Why scrambling sometimes fails: Target specification modulates context effects in visual search

Poster Presentation 36.430: Sunday, May 17, 2026, 2:45 – 6:45 pm, Pavilion
Session: Visual Search: Features, scenes, real-world stimuli

Antje Nuthmann1, Franz Faul1; 1Kiel University, Germany

Scene context is known to facilitate visual search in images of real-world scenes by constraining where a target object is likely to appear. These contextual benefits are commonly investigated by comparing search performance for objects located in typical versus atypical positions, or in intact versus scrambled scenes. Unexpectedly, Foulsham, Alan, and Kingstone (2011) reported no effect of scene scrambling on search time when scenes were subdivided into a 4 × 4 grid. This result seems to challenge the widespread assumption that disrupting global scene structure reliably impairs search.
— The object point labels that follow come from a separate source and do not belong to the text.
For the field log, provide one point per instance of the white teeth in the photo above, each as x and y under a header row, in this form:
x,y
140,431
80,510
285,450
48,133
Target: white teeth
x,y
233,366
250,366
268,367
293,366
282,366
We suspected this null effect arose from using whole grid cells as target cues, a method that may bypass the need for object identification and render contextual information unnecessary. To test this, we conducted an extended replication where targets were cued either by naming the object (word cue) or by the content of the grid cell containing the object (image cue). These cue types were crossed with scene scrambling (normal vs. scrambled) and object position typicality (typical vs. atypical), allowing us to investigate how target specification interacts with contextual disruption. Targets were always present, and we collected behavioral and eye-movement data. The results support our hypothesis: Scene scrambling and atypical object position both produced substantial increases in search time and error rate in the word-cue condition, whereas these effects were minimal in the image-cue condition, where the cue effectively removed the need for object identification. With word cues, atypical object positions were particularly disruptive, suggesting that contextual expectations play a crucial role in locating objects. In this case, the lack of context sometimes prevented target discovery altogether. These findings demonstrate that scene context supports visual search only when semantic information about the target is available, offering an explanation for prior discrepancies in the literature regarding the effects of scrambling.